Ms. Wernz says that schools are less likely to get in trouble for “race-neutral-yet-race-conscious policies” and adds that “there certainly is no legal merit” to claims that considering diversity goals or race at all is problematic.
The acting assistant secretary for civil rights, Craig Trainor, cited in the Dear Colleague letter the 2023 Supreme Court ruling in Students for Fair Admissions v. Harvard that shot down affirmative action. The court’s decision, Mr. Trainor writes, “clarified that the use of racial preferences in college admissions is unlawful” and thus “sets forth a framework for evaluating the use of race by state actors and entities covered by Title VI.”
He continues: “Although SFFA addressed admissions decisions, the Supreme Court’s holding applies more broadly. At its core, the test is simple: If an educational institution treats a person of one race differently than it treats another person because of that person’s race, the educational institution violates the law.”
The letter specifically prohibits considering race in decisions related to “hiring, promotion, compensation, financial aid, scholarships, prizes, administrative support, discipline, housing, graduation ceremonies, and all other aspects of student, academic, and campus life.”
The measure was quickly denounced by the American Federation of Teachers, the second largest teacher’s labor union in the country, which argued that federal law “prohibits any president from telling schools and colleges what to teach.” The union’s president, Randi Weingarten, claimed that the memo “makes it far harder to do our jobs and will only stoke division and fear.”
A Washington Democrat and ranking member of the Senate Appropriations Committee, Senator Murray, similarly critiqued the Education Department’s order. “While it’s anyone’s guess what falls under the Trump administration’s definition of ‘DEI’, there is simply no authority or basis for Trump to impose such a mandate,” Ms. Murray stated. “In fact, federal laws prohibit ANY president from telling schools and colleges what to teach, including the Every Student Succeeds Act.”
On the higher education front, most university leaders have remained silent. American universities, which receive billions of dollars annually in funding for research grants, student financial aid, and institutional support, have a lot to lose should the Education Department make good on its threat.

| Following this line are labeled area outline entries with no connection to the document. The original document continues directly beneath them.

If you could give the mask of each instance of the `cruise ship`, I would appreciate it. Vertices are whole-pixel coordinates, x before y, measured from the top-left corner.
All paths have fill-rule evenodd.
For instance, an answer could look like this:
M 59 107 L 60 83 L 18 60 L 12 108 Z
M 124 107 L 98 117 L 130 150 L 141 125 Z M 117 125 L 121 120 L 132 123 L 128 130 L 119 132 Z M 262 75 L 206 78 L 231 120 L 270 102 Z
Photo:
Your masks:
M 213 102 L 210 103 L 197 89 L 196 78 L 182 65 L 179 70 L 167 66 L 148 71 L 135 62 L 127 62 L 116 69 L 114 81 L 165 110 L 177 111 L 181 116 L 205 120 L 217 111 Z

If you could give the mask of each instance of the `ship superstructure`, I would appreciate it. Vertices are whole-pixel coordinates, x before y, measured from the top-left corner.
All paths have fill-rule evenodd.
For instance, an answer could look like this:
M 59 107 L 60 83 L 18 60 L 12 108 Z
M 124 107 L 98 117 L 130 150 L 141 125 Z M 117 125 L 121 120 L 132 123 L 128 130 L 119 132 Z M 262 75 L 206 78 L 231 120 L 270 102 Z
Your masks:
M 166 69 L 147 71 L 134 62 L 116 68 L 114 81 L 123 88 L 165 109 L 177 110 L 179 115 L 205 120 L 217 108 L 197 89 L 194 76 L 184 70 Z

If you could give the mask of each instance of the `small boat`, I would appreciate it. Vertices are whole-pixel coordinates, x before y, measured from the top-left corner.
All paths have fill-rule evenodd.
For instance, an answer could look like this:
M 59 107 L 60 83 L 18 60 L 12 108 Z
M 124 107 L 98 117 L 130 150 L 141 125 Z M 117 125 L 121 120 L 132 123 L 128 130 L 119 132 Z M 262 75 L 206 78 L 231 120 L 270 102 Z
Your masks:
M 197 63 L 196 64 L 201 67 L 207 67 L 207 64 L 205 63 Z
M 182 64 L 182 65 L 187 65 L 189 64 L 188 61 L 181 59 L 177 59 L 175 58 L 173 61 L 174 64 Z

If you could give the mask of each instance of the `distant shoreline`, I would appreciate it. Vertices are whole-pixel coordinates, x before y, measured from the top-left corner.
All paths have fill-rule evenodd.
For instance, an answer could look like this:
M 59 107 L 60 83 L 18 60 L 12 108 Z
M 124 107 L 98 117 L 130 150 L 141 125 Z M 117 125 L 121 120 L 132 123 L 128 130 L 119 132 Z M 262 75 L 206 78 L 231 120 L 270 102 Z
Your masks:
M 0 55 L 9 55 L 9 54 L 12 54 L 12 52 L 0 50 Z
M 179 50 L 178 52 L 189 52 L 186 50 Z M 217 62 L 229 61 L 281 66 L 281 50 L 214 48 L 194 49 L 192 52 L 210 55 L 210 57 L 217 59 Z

In November, a group of Columbia University faculty, staff, students, and alumni estimated that Columbia could lose out on $3.5 billion in federal funding — 55 percent of the school’s annual operating budget — should it face government retaliation for its divisive policies. The group urged the New York City-based Ivy not to play “chicken” in the face of significant financial risk.
A group of higher education advocacy groups, including the National Association of Diversity Officers in Higher Education and the American Association of University Professors, have already launched a legal challenge to the Trump administration’s executive orders targeting DEI. The organizations, in a lawsuit filed earlier this month, argue that the 47th president’s orders are unconstitutional and call on the courts to block their enforcement.
Mr. Trump’s push to purge DEI is not unpopular among the general public. According to a recent YouGov poll, more Americans support rather than oppose ending diversity, equity, and inclusion programs in school and government. Meanwhile, Americans’ satisfaction with the public school system has hit a new low, as recorded by a recent Gallup survey.